US House Votes
to Restrict Iraqi and Syrian Refugees Entry
By BBC
November 19, 2015
"Information
Clearing House" - "BBC"
- The US House of Representatives has passed a bill that
tightens restrictions on the resettlement of Syrian and Iraqi
refugees, amid security concerns.
Dozens of Democrats joined Republicans as the
House passed the measure 289-137, in a rebuke to the White House.
President Barack Obama has said he will veto the
legislation.
The bill follows the attacks in Paris that left
129 people dead, claiming to the be the work of Islamic State.
Seven of the perpetrators died in the attacks, and
one of them is thought to have been a Syrian who entered Europe via
Greece with migrants.
It still needs to pass the Senate before hitting
Mr Obama's desk.
The bill would require the head of the FBI, the
Department of Homeland Security, and the Director of National
Intelligence to sign off on each refugee as being "not a threat to
the security of the United States," following an FBI background
check.
"We are a compassionate nation," said
newly-elected House Speaker Paul Ryan, a Republican. "But we also
must remember that our priority is to protect the American people."
Republicans do not have the votes to override Mr
Obama's veto, but say that their affirmative vote in symbolic.

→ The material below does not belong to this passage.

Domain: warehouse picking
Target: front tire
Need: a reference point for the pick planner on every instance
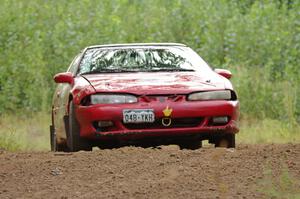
(74, 141)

The current vetting process
- takes two years
- in-person
interviews and supporting documents
- their
experience of conflict cross-checked against intelligence
- about 50% of
applicants approved
Step-by-step: how a Syrian refugee gets to the US
Rand Paul, a senator from Kentucky who is
currently running for president, has highlighted a 2011 case in his
home state of two Iraqi refugees who schemed to send rifles,
missiles and money to al-Qaeda against US troops in Iraqi. They are
now imprisoned.
The White House has said that 2,174 Syrians have
been admitted to the US since the attacks in September 2001, and
noted that none of them has been arrested or deported for terror
offences.
Millions of Syrians have fled to neighbouring
countries and to Europe since the Syrian conflict began about four
years ago.
The Obama administration announced in September
that it wanted to resettle about
10,000 Syrian refugees in the US by the same time next year.